By means of a better identification of patients with SR, a significant proportion of patients previously indicated for PPCI can be considered for conservative treatments [4, 5, 8]. In order to design an appropriate reperfusion protocol that considers the possibility of SR, sensitive and specific diagnostic tools are necessary to detect the presence or absence of SR prior to PPCI. Due to the pressure of time for rapid revascularization of patients with STEMI, imaging or other laboratory tests may not be beneficial. However, ECG as an available, readily applicable, low-cost, and non-invasive tool can be considered on these occasions. Our results support the applicability of T wave inversion in ECG as a marker of SR. Consistent with our findings, Hira et al. suggested that negative T wave upon the presentation of ECG could be a sign of spontaneous thrombolysis in patients with anterior STEMI [11]. Nakajima et al. demonstrated that the amplitude of negative T wave within 48 h of MI was inversely correlated with the extent of hypokinetic area of the heart; this predictive power was appreciated in both anterior and inferior STEMIs [14]. However, there was no relationship between T wave inversion and patency rate of non-anterior STEMI patients in our study. Similarly, this association in non-STEMI was not confirmed in the study by Hira et al. [11]. The reported positive and negative predictive values by the study of Hira et al. were similar to those emerging in our study. However, they reported a higher sensitivity and relatively lower specificity, which could be due to retrospective design and relatively small sample size in that study. The sensitivity and specificity reported by Alsaab et al. were 43.8 and 89.2%, respectively [12]. Studies on the effectiveness of PPCI have also reported T wave inversion as an important element for successful reperfusion. Hirota et al. indicated that negative T wave develops within only 0.5–5 h of successful reperfusion [15]. Moreover, non-inverted T wave 24 h after anterior STEMI predicted a LVEF less than 40%, by 90% sensitivity and 75% specificity [16]. The cornerstone of higher IRA patency in patients with negative T wave and anterior STEMI is unknown. More collateral circulation in LAD and RCA territories was shown in Wang et al. [17] study. Better perfusion through collateral arteries and subsequently better endothelial function could maintain blood flow after spontaneous reperfusion.
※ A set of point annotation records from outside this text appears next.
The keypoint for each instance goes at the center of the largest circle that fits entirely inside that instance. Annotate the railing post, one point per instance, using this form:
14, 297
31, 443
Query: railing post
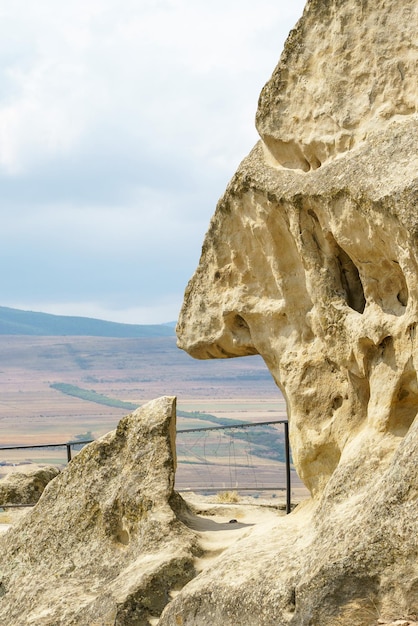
287, 457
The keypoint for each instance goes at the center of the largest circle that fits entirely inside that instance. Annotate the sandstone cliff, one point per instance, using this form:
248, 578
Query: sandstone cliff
104, 544
311, 260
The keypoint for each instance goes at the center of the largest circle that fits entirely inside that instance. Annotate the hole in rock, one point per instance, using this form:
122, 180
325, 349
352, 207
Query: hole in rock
351, 282
405, 403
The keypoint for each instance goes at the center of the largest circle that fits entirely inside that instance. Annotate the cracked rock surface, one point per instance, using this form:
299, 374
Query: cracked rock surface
104, 544
311, 261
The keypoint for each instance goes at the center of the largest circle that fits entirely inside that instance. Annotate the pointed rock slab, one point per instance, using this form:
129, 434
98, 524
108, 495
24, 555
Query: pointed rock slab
311, 261
103, 545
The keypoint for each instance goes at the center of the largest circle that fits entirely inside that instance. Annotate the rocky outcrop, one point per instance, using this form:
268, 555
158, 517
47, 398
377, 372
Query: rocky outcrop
26, 487
104, 544
311, 261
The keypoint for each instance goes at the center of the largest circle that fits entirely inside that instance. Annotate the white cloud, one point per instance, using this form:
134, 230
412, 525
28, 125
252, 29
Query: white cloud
120, 125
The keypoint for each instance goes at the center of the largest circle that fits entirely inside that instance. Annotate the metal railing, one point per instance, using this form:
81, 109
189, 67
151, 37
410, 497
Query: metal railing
69, 444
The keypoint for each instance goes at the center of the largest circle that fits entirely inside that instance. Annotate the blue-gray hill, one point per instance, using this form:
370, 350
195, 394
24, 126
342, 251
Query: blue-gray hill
18, 322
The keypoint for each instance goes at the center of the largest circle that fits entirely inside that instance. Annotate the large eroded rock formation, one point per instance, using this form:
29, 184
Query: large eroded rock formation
104, 544
311, 261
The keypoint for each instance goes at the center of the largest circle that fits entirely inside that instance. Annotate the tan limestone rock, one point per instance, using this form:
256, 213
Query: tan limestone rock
104, 544
311, 261
26, 487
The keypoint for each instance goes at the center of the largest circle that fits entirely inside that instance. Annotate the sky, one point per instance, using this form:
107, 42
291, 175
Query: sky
121, 123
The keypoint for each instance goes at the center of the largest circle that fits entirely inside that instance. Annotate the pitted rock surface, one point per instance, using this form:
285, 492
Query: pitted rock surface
311, 261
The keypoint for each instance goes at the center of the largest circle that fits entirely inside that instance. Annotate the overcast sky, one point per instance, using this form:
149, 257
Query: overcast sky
121, 123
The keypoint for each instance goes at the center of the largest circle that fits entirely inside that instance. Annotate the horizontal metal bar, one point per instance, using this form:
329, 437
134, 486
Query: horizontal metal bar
179, 432
244, 425
48, 445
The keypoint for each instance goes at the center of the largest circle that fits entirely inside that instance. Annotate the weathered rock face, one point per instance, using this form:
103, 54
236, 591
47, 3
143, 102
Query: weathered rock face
103, 545
311, 260
26, 487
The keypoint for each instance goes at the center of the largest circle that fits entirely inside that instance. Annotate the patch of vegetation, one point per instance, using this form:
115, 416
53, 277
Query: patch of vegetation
230, 497
92, 396
266, 442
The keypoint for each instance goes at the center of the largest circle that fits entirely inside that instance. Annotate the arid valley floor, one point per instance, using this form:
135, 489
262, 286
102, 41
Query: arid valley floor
136, 371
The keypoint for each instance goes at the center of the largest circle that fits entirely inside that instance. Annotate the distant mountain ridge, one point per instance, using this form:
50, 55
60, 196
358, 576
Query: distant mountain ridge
18, 322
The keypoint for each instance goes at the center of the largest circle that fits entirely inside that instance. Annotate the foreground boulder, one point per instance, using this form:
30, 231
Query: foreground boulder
26, 487
311, 261
103, 545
Considering ischemic and bleeding complications of PPCI [18] and given the fact that PPCI is not available in some medical centers and that fibrinolytic therapy can be life-threatening in patients who are at risk of bleeding, it seems that fibrinolytic therapy in patients with acute anterior STEMI and early T wave inversion upon ECG presentation (who have ST elevation in on admission ECG but negative T wave present in leads with ST elevation, too), especially in those with concomitant chest pain reduction, may not be an appropriate therapeutic strategy.
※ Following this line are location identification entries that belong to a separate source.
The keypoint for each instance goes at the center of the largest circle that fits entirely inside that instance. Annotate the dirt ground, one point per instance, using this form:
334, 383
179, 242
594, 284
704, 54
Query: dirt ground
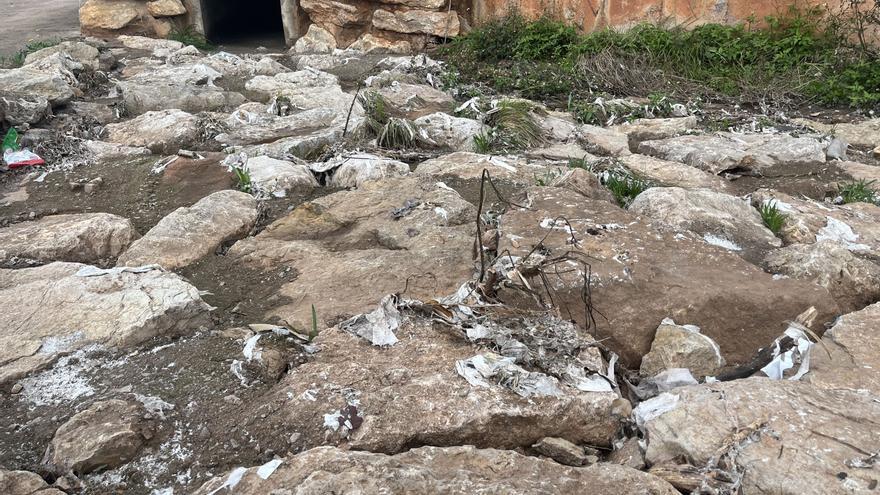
26, 20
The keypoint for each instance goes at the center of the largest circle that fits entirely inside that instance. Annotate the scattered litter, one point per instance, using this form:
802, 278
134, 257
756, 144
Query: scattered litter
267, 469
93, 271
485, 370
378, 326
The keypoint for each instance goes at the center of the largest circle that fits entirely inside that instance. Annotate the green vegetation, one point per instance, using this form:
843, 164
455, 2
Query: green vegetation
624, 186
189, 36
860, 191
800, 56
771, 216
243, 179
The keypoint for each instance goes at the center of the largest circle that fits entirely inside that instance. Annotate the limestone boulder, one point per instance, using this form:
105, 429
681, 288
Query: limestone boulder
737, 152
412, 101
854, 282
83, 53
316, 40
451, 133
418, 21
25, 483
641, 275
276, 177
764, 431
163, 131
189, 87
856, 226
675, 174
353, 170
18, 109
682, 346
653, 129
80, 237
453, 470
58, 308
864, 134
190, 233
105, 435
721, 219
342, 245
848, 356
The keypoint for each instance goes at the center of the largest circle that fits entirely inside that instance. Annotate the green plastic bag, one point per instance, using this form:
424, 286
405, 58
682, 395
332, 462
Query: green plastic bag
10, 142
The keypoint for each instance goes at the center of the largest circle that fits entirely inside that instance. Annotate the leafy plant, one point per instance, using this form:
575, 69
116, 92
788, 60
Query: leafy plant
189, 36
624, 187
860, 191
243, 179
771, 216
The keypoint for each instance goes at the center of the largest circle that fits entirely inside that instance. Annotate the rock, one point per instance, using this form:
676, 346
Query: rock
83, 53
767, 430
853, 344
721, 219
856, 226
190, 233
629, 454
389, 384
561, 451
853, 282
18, 109
81, 237
583, 183
860, 171
58, 308
418, 21
50, 85
370, 44
330, 13
437, 470
106, 435
165, 8
653, 129
354, 170
278, 176
412, 101
342, 244
604, 140
865, 134
108, 15
667, 173
641, 276
448, 132
25, 483
189, 88
465, 165
164, 131
737, 152
682, 346
316, 40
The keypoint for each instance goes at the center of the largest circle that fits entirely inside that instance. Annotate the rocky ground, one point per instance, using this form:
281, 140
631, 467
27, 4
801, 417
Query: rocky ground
228, 279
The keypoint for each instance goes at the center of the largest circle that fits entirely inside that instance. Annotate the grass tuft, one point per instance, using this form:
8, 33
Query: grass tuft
771, 216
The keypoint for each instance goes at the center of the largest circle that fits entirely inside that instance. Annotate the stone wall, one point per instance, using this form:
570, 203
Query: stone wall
402, 25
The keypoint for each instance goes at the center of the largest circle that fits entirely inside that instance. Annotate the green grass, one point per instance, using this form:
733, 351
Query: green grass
860, 191
771, 216
189, 36
624, 187
798, 56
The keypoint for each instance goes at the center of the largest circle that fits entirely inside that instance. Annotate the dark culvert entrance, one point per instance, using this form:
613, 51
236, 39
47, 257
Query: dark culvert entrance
249, 23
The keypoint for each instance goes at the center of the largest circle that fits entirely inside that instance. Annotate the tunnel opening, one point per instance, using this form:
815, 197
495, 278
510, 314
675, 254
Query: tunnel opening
243, 22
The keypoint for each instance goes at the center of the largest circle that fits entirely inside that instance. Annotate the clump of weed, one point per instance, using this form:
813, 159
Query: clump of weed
624, 186
771, 216
860, 191
189, 36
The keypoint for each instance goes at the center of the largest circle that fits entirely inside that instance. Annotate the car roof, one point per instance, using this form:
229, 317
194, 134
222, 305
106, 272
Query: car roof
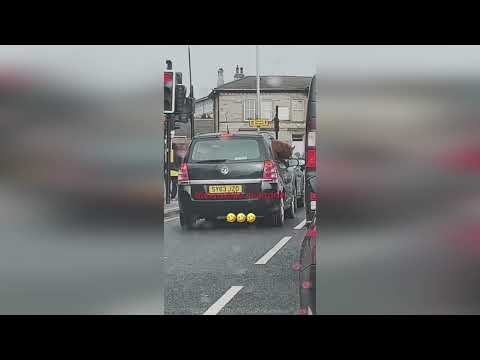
237, 135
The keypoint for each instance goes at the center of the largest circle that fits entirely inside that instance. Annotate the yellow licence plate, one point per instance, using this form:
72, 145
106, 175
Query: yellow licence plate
225, 189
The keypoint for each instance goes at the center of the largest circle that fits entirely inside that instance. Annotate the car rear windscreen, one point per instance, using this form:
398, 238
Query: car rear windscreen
225, 150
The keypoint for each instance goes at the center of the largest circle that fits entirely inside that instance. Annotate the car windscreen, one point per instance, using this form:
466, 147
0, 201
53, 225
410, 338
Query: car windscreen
225, 150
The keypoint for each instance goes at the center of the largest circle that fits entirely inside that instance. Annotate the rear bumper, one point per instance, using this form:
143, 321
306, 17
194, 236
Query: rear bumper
261, 207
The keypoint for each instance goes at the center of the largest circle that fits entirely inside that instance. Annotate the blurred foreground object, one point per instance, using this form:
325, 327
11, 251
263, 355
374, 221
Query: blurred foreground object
397, 160
81, 196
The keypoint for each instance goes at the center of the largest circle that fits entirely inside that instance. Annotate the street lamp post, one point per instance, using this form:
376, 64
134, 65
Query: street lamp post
258, 112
Our study suffered from some inevitable limitations. Due to the large number of patients included in the study, PPCI and assessment of TIMI flow could not be performed by a single cardiologist to reduce possible discrepancies. Having said that, we did make attempts to follow the standard method for all patients. Moreover, due to the prospective design of the study, the cardiologist that performed PPCI was not blinded to patients’ ECG.

TIMI flow is considered a strong predictor of long term outcome of patients with STEMI [19]. However, future studies are warranted to evaluate the long term outcome of STEMI patients presenting with positive/inverted T wave.

Conclusion

In on-admission ECG of patients with anterior STEMI, concomitant inverted T wave in leads with ST elevation could be a good marker of spontaneous reperfusion of infarct related artery.